What Machine Learning Can Do for Healthcare | Finale Doshi-Velez | WiDS 2017
About This Video
Healthcare is an area where data science and artificial intelligence have tremendous potential to improve lives and where significant methodological advances are needed to achieve that promise. In this talk, I will highlight clinical needs in which data science can help — accurate diagnosis, long-term disease management, and personalized treatment — and also the hard, interesting methodological challenges — particularly in robust inference and interpretability — that will be part of the solution. I will do so by sharing examples of work from our group, which focuses on learning timeseries and sequential decision-making models for health applications ranging from better understanding autism spectrum disorder to managing patients with HIV or in the ICU.

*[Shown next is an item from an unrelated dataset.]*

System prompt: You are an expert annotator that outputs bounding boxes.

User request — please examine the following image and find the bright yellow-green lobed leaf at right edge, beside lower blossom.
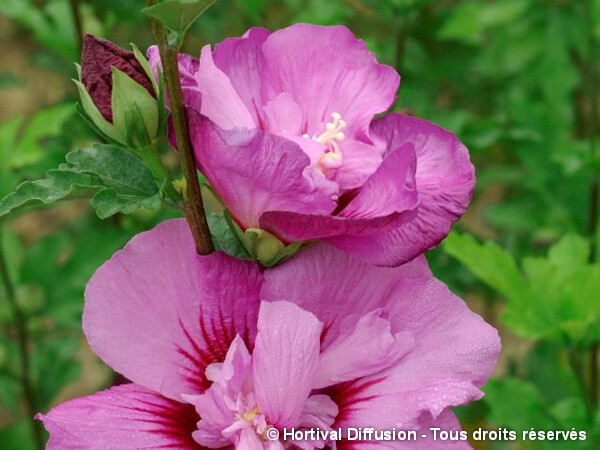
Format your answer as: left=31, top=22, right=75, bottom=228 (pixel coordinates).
left=444, top=233, right=600, bottom=346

Dr. Finale Doshi-Velez from Harvard University describes how machine learning is optimizing treatment for HIV patients, and beyond.
In This Video
Gordon McKay Professor of Computer Science, Harvard University
Finale Doshi-Velez is a Gordon McKay Professor in Computer Science at the Harvard Paulson School of Engineering and Applied Sciences. She completed her MSc from the University of Cambridge as a Marshall Scholar, her PhD from MIT, and her postdoc at Harvard Medical School. Her interests lie at the intersection of machine learning, healthcare, and interpretability.